“According to the National
Alliance on Mental Illness (NAMI), approximately 50 percent of individuals with
severe mental health disorders are affected by substance abuse. NAMI also
estimates that 29 percent of all people diagnosed as mentally ill abuse alcohol
or other drugs.
Each disorder has its own unique
symptoms that can impair one’s ability to function and often interact with each
other. For example, when mental health disorders are left untreated, substance
abuse is likely to increase. One may try to self-medicate with substances to
reduce mental health symptoms.
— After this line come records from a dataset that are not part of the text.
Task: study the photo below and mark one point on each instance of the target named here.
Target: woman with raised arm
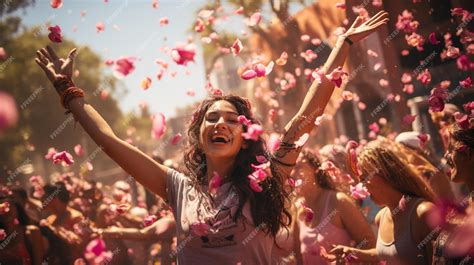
(226, 206)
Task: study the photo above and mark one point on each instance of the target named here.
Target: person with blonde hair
(404, 236)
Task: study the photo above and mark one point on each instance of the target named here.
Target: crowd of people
(236, 201)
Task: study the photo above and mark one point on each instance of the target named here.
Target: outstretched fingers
(47, 71)
(52, 53)
(382, 15)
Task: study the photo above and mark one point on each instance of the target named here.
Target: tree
(287, 39)
(42, 123)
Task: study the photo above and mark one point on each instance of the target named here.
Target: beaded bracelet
(62, 83)
(346, 39)
(69, 94)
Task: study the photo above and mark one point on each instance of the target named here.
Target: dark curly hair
(268, 208)
(322, 177)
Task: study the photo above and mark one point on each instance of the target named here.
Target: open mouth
(220, 138)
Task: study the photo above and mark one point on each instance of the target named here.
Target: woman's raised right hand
(52, 65)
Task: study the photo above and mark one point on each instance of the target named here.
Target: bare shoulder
(424, 208)
(378, 217)
(343, 200)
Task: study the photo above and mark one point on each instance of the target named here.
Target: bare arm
(144, 169)
(355, 222)
(319, 93)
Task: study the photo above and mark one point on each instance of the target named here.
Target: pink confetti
(433, 39)
(424, 77)
(8, 111)
(372, 53)
(124, 66)
(63, 157)
(176, 138)
(359, 192)
(78, 150)
(466, 83)
(255, 19)
(55, 34)
(408, 119)
(158, 126)
(282, 59)
(253, 132)
(341, 6)
(56, 3)
(215, 183)
(302, 140)
(249, 74)
(149, 220)
(351, 147)
(100, 27)
(4, 207)
(336, 76)
(347, 95)
(236, 47)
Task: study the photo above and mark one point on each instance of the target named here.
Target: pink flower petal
(215, 183)
(124, 66)
(359, 192)
(56, 3)
(145, 83)
(372, 53)
(236, 47)
(336, 76)
(3, 234)
(302, 140)
(100, 27)
(63, 157)
(259, 70)
(347, 95)
(408, 119)
(433, 39)
(253, 132)
(183, 54)
(149, 220)
(158, 126)
(55, 34)
(78, 150)
(205, 13)
(282, 59)
(8, 111)
(466, 83)
(255, 19)
(249, 74)
(351, 147)
(176, 138)
(341, 6)
(164, 21)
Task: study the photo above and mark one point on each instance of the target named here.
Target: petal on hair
(55, 34)
(56, 3)
(408, 119)
(359, 192)
(158, 126)
(236, 47)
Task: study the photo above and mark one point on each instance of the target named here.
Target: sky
(132, 29)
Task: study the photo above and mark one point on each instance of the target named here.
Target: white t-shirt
(226, 242)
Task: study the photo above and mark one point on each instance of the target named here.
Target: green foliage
(10, 6)
(42, 123)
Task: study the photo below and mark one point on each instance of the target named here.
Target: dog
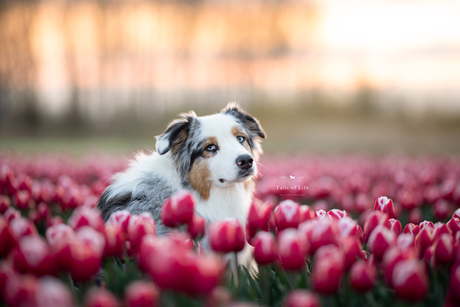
(214, 157)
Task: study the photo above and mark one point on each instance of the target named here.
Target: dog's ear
(176, 134)
(244, 118)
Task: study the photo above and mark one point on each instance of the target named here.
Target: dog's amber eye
(211, 148)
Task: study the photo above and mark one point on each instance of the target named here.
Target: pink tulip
(380, 239)
(409, 280)
(301, 298)
(178, 209)
(265, 248)
(292, 248)
(196, 227)
(258, 216)
(100, 298)
(328, 269)
(142, 294)
(385, 205)
(363, 276)
(287, 215)
(227, 236)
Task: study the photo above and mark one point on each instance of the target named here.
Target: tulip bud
(352, 250)
(301, 298)
(328, 269)
(100, 298)
(142, 294)
(412, 229)
(374, 219)
(265, 248)
(293, 249)
(455, 283)
(287, 215)
(396, 227)
(454, 225)
(380, 239)
(337, 214)
(5, 203)
(196, 227)
(363, 276)
(87, 217)
(385, 205)
(443, 249)
(113, 241)
(121, 219)
(306, 213)
(227, 236)
(258, 216)
(178, 209)
(326, 232)
(6, 238)
(52, 292)
(409, 280)
(139, 226)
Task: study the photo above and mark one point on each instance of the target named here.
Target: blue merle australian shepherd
(214, 157)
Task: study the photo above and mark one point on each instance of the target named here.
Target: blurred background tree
(322, 76)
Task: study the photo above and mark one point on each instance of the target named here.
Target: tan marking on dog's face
(200, 178)
(181, 138)
(209, 141)
(236, 131)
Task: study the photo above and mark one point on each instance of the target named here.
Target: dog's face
(216, 150)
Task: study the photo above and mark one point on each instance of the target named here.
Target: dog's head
(215, 150)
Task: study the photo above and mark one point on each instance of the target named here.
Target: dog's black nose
(244, 162)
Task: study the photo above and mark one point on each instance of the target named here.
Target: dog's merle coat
(151, 179)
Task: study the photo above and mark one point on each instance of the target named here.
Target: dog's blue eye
(211, 148)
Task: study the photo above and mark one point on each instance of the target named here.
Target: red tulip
(443, 249)
(5, 203)
(287, 215)
(178, 209)
(352, 250)
(100, 298)
(293, 248)
(142, 294)
(337, 214)
(258, 216)
(380, 239)
(113, 241)
(52, 292)
(6, 238)
(454, 283)
(87, 217)
(227, 236)
(374, 219)
(138, 227)
(409, 280)
(265, 248)
(301, 298)
(121, 219)
(326, 232)
(385, 205)
(454, 225)
(328, 269)
(306, 213)
(33, 256)
(196, 227)
(396, 226)
(363, 276)
(412, 229)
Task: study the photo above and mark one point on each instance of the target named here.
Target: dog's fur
(222, 188)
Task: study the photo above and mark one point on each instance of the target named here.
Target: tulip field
(349, 230)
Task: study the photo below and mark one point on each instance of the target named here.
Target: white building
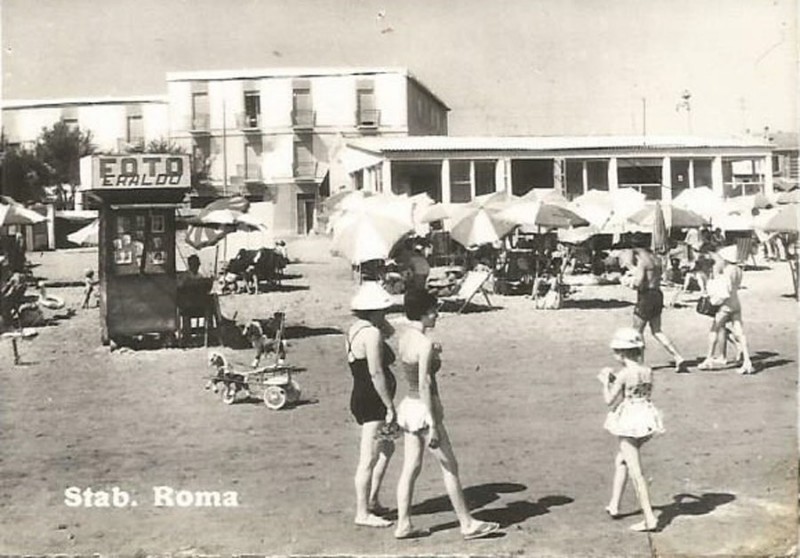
(456, 169)
(115, 122)
(278, 134)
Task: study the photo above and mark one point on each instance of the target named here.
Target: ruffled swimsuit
(412, 413)
(635, 416)
(365, 403)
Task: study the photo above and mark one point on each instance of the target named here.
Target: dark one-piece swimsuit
(365, 403)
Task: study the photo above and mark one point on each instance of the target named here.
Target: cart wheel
(229, 393)
(274, 397)
(293, 392)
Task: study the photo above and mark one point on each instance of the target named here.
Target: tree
(60, 148)
(22, 176)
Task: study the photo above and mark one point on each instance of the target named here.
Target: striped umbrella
(660, 240)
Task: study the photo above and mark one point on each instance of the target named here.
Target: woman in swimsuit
(633, 419)
(420, 415)
(369, 358)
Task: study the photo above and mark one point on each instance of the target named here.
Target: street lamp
(686, 105)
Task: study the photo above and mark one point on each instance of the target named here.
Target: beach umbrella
(784, 219)
(788, 197)
(473, 226)
(660, 236)
(595, 206)
(14, 213)
(86, 236)
(577, 235)
(362, 235)
(541, 214)
(217, 220)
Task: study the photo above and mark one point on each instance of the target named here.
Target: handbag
(705, 307)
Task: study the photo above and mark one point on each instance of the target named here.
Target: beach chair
(744, 251)
(474, 282)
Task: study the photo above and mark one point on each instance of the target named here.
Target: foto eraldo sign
(148, 170)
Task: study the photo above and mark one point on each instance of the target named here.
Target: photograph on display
(413, 278)
(157, 223)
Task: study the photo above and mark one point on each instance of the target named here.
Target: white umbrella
(86, 236)
(14, 213)
(361, 236)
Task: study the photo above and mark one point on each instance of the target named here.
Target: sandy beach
(523, 409)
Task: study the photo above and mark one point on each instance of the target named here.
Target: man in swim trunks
(650, 299)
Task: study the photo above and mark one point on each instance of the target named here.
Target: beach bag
(705, 307)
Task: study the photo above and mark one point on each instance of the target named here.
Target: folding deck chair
(474, 282)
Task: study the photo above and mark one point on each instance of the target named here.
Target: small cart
(274, 383)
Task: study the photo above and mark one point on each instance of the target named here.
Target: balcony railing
(132, 144)
(304, 118)
(368, 118)
(305, 170)
(248, 121)
(651, 190)
(200, 123)
(249, 173)
(742, 188)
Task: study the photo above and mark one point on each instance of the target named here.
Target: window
(70, 122)
(304, 161)
(574, 174)
(200, 110)
(135, 130)
(460, 183)
(368, 114)
(597, 175)
(643, 175)
(484, 177)
(252, 108)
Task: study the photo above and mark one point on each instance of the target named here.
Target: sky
(504, 67)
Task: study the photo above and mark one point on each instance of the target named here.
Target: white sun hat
(627, 338)
(729, 253)
(371, 296)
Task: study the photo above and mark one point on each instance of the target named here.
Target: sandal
(709, 364)
(747, 369)
(413, 534)
(378, 509)
(483, 529)
(374, 521)
(642, 527)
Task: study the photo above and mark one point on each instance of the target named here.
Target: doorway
(306, 213)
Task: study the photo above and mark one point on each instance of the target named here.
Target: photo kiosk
(136, 196)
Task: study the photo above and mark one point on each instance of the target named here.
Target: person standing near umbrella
(649, 298)
(725, 289)
(369, 358)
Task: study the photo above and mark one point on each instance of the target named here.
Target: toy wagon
(273, 383)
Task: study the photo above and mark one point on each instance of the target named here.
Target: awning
(356, 159)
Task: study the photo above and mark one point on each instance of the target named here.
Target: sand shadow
(301, 332)
(761, 360)
(272, 288)
(595, 304)
(520, 510)
(476, 496)
(689, 504)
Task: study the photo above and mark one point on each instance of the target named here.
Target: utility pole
(644, 117)
(224, 151)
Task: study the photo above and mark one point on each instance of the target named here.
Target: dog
(263, 338)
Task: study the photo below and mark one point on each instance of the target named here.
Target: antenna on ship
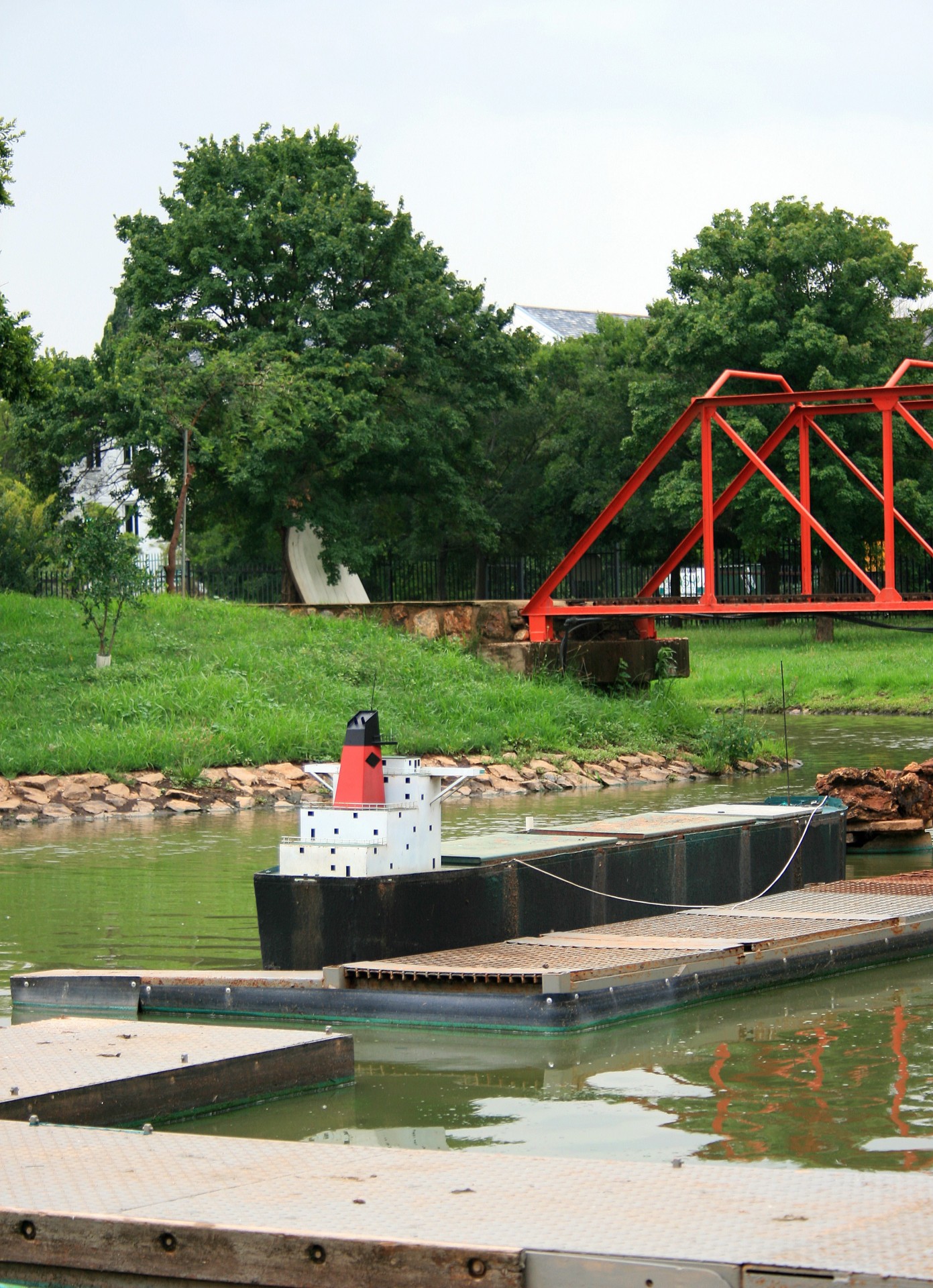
(784, 712)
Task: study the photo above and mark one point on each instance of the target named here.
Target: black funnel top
(362, 731)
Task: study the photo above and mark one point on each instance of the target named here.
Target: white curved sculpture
(303, 550)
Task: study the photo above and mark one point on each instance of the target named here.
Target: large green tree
(311, 352)
(818, 295)
(18, 341)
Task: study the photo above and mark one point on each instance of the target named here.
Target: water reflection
(795, 1076)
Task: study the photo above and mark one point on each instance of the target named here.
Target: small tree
(105, 574)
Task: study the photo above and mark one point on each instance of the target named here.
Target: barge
(370, 876)
(555, 983)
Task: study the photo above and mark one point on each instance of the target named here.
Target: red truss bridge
(803, 413)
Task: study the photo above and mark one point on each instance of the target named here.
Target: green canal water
(794, 1076)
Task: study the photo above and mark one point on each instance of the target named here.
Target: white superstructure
(404, 835)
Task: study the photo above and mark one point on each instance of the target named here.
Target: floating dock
(106, 1072)
(556, 982)
(496, 888)
(92, 1206)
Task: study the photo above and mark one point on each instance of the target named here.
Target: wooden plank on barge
(168, 1208)
(103, 1072)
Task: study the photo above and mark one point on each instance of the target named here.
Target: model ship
(384, 817)
(370, 877)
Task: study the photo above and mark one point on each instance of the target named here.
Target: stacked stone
(559, 773)
(47, 798)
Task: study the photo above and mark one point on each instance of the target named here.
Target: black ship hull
(310, 922)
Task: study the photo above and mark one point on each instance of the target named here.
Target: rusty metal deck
(93, 1208)
(102, 1072)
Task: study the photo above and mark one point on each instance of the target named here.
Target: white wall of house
(103, 478)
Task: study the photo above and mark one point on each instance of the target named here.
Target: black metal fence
(600, 575)
(249, 584)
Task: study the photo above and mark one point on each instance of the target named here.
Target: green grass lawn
(208, 683)
(738, 667)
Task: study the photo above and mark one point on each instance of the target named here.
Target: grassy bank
(197, 684)
(738, 667)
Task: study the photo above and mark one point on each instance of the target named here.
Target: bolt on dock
(96, 1206)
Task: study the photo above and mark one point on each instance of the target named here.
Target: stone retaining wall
(48, 799)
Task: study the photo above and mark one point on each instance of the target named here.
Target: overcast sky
(557, 151)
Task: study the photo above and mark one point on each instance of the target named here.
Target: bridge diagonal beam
(867, 482)
(775, 438)
(789, 496)
(540, 600)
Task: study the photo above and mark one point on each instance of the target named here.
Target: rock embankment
(48, 798)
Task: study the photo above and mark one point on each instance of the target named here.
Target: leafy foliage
(105, 575)
(23, 535)
(18, 343)
(316, 352)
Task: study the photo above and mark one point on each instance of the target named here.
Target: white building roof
(552, 325)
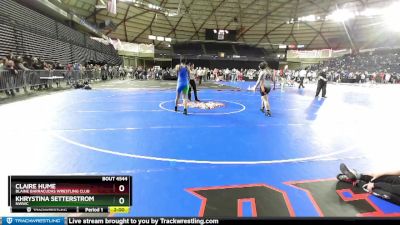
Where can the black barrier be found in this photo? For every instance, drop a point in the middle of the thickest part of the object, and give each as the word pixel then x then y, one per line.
pixel 44 78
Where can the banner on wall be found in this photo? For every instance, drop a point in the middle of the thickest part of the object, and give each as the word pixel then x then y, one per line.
pixel 309 54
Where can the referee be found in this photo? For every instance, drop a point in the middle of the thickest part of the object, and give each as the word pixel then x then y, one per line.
pixel 322 82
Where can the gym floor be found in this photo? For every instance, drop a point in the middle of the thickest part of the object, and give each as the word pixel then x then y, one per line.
pixel 227 162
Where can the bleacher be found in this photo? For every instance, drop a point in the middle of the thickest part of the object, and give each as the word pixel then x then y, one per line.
pixel 188 49
pixel 25 31
pixel 215 48
pixel 249 51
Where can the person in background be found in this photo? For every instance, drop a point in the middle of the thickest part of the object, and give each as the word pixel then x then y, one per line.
pixel 302 76
pixel 182 86
pixel 265 87
pixel 322 82
pixel 192 83
pixel 382 184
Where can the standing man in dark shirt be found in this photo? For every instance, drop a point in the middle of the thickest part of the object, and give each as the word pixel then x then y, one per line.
pixel 322 82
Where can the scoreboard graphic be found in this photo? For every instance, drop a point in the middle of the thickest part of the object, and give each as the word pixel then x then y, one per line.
pixel 70 194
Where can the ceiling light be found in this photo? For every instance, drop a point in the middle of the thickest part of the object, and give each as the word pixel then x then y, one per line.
pixel 341 15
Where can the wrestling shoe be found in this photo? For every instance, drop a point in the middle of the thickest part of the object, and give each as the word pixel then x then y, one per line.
pixel 350 173
pixel 344 178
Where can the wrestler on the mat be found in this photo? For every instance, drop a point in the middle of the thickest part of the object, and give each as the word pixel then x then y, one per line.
pixel 265 87
pixel 182 87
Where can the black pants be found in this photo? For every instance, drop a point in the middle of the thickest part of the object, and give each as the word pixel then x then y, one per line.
pixel 321 85
pixel 302 85
pixel 192 85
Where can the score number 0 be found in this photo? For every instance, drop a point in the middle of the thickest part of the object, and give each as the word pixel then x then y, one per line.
pixel 121 200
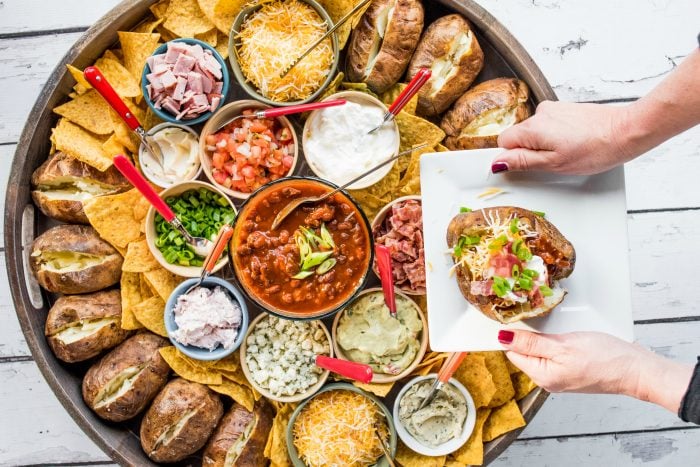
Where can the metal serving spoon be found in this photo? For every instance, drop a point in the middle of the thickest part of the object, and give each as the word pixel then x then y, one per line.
pixel 201 246
pixel 292 205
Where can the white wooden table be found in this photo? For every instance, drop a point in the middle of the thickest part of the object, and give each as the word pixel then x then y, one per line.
pixel 591 51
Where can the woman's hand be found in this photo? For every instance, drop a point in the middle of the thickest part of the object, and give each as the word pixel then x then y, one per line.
pixel 592 362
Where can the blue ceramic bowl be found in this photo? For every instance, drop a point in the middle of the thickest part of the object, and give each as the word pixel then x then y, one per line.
pixel 199 353
pixel 168 117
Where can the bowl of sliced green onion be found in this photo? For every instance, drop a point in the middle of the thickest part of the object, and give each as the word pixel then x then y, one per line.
pixel 202 209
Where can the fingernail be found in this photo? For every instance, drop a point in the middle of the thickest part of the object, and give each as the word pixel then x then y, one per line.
pixel 498 167
pixel 505 337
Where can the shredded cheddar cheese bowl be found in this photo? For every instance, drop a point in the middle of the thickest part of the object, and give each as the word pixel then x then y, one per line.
pixel 336 427
pixel 266 38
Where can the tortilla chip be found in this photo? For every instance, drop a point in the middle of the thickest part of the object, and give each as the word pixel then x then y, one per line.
pixel 80 144
pixel 137 47
pixel 475 376
pixel 502 420
pixel 472 452
pixel 408 458
pixel 113 217
pixel 131 296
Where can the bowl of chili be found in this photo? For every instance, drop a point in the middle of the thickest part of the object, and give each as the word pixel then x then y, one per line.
pixel 314 263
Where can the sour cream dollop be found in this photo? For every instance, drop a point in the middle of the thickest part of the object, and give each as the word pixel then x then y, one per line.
pixel 338 148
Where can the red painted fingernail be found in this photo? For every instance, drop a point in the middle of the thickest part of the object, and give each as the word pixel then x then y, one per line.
pixel 505 337
pixel 498 167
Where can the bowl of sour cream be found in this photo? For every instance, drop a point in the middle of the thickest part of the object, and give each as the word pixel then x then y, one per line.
pixel 180 147
pixel 337 145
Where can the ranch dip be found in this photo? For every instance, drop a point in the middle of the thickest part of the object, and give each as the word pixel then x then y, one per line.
pixel 338 148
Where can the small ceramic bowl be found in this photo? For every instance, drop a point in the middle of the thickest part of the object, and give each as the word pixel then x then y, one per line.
pixel 247 86
pixel 167 116
pixel 151 235
pixel 377 222
pixel 199 353
pixel 311 158
pixel 147 161
pixel 379 377
pixel 444 448
pixel 224 114
pixel 265 392
pixel 392 441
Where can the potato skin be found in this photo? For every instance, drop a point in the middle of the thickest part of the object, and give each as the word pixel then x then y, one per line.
pixel 507 93
pixel 230 429
pixel 435 44
pixel 72 308
pixel 400 40
pixel 178 397
pixel 139 349
pixel 549 242
pixel 78 238
pixel 62 166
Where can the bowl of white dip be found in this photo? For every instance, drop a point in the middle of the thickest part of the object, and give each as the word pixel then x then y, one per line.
pixel 337 145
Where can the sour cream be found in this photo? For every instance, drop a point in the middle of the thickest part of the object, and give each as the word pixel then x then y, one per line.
pixel 180 147
pixel 338 148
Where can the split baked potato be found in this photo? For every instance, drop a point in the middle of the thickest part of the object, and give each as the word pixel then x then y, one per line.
pixel 451 51
pixel 383 42
pixel 240 438
pixel 79 327
pixel 484 112
pixel 122 383
pixel 180 420
pixel 73 259
pixel 62 183
pixel 509 262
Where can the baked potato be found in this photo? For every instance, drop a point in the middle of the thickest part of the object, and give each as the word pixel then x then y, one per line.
pixel 120 385
pixel 239 440
pixel 79 327
pixel 73 259
pixel 509 262
pixel 383 42
pixel 450 50
pixel 484 112
pixel 180 420
pixel 62 183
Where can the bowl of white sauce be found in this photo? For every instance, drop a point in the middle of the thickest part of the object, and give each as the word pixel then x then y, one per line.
pixel 337 145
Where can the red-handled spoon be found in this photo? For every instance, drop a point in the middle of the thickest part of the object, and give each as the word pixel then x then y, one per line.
pixel 201 246
pixel 385 274
pixel 280 111
pixel 353 370
pixel 97 80
pixel 413 87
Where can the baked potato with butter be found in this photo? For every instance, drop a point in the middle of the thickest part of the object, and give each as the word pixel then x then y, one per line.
pixel 383 42
pixel 240 438
pixel 122 383
pixel 180 420
pixel 73 259
pixel 450 50
pixel 62 183
pixel 79 327
pixel 484 112
pixel 509 262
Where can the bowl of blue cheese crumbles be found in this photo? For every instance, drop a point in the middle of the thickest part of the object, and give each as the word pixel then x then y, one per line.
pixel 278 357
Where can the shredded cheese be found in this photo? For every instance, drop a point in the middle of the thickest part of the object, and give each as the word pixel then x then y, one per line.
pixel 272 38
pixel 337 428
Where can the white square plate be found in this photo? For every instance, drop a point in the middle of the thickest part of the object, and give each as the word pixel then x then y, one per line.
pixel 589 211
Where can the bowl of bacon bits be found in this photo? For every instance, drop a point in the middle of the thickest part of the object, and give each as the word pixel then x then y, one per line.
pixel 185 81
pixel 241 151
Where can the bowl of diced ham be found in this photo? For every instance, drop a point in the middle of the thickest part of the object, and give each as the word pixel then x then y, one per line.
pixel 185 81
pixel 239 156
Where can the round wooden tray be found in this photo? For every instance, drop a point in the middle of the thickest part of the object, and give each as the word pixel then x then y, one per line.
pixel 504 56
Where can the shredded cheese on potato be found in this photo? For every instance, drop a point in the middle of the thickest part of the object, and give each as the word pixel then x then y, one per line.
pixel 337 428
pixel 272 38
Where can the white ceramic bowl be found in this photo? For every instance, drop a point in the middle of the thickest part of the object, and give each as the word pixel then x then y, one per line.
pixel 444 448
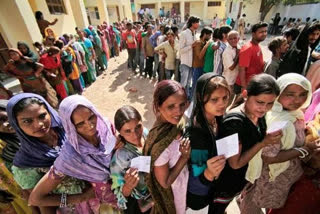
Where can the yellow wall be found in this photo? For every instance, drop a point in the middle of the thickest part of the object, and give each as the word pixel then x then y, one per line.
pixel 66 22
pixel 18 23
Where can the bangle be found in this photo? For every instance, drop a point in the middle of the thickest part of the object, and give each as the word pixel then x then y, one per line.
pixel 63 202
pixel 304 152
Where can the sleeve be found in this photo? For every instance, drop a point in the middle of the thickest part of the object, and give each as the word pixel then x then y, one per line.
pixel 245 57
pixel 27 178
pixel 182 44
pixel 163 158
pixel 227 60
pixel 160 46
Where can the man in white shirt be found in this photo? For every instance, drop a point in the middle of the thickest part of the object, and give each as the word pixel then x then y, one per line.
pixel 230 58
pixel 186 42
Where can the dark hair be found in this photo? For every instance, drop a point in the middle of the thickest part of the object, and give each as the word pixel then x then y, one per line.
pixel 166 29
pixel 276 43
pixel 257 26
pixel 205 30
pixel 163 90
pixel 125 114
pixel 263 84
pixel 38 15
pixel 174 28
pixel 192 20
pixel 216 33
pixel 59 44
pixel 224 30
pixel 214 84
pixel 22 104
pixel 293 32
pixel 313 27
One may also increase substance use as a result
of stress and inability to cope with issues or situations.” (Click here
to
read the complete article)
It is not uncommon for people suffering from a mental
illness to abuse alcohol or other drugs.
This behavior is called “self-medicating”. The point of using (whether conscious or subconscious)
is to lessen the pain. Alcohol is more
commonly abused because it is socially acceptable in most places. And depending on where you live, getting
drunk is not such a big deal either.
For me, I had definite problems handling alcohol. In college, I drank, drank more, and then
more. I must have known that I had some
sort of problem because I decided to give it up entirely for one year. After the year was over, I drank a little, then
more, than more frequently. Then, before
I knew it, I was back to where I was before I gave up drinking. Admitting it now, I can see I was close to
being an alcoholic.
Diagnosable alcoholism is (but not limited to): getting drunk three or more times a
week, drinking alone, drinking to escape feelings or situations, pursuing
drunkenness over enjoying the taste. In addition,
this behavior has to continue for a lengthened period of time.
Alcoholism also has the potentiality to run in the family –
it’s hereditary.
So, considering all these things, Katniss, the odds are not in my favor.
I’ve been thinking ’bout
drinking lately because I’ve been having weird dreams about alcohol. I dreamt I had a glass of red wine the other
night. It scared me and enticed me at
the same time.
I was determined not to drink while taking the
anti-depressant medication (click here to read more) because I wanted to get better
and certain things, like alcohol would inhibit the effectiveness of the medication. I have been off the meds for a few months and I am doing
OK. Soooo…..
Now, I have my days, but I am so much better than I was
about a year a half ago. Would alcohol
still affect me the same way it did when I was severely depressed? I am more equipped to handle my moods since receiving
treatment. I am sure I could handle
having a glass of wine every once in a while, right?
Well, I don’t know.
If I admit that I am not an alcoholic, that the alcohol only
made depressive moods worse and was not the cause of my depression, then I
might have a "pro" case.
Yet, if I admit that I was an alcoholic, then even if my
depression is better, I still should not drink at all.
So, I do admit that I had alcoholic tendencies. I think given more time, I could have been “technically”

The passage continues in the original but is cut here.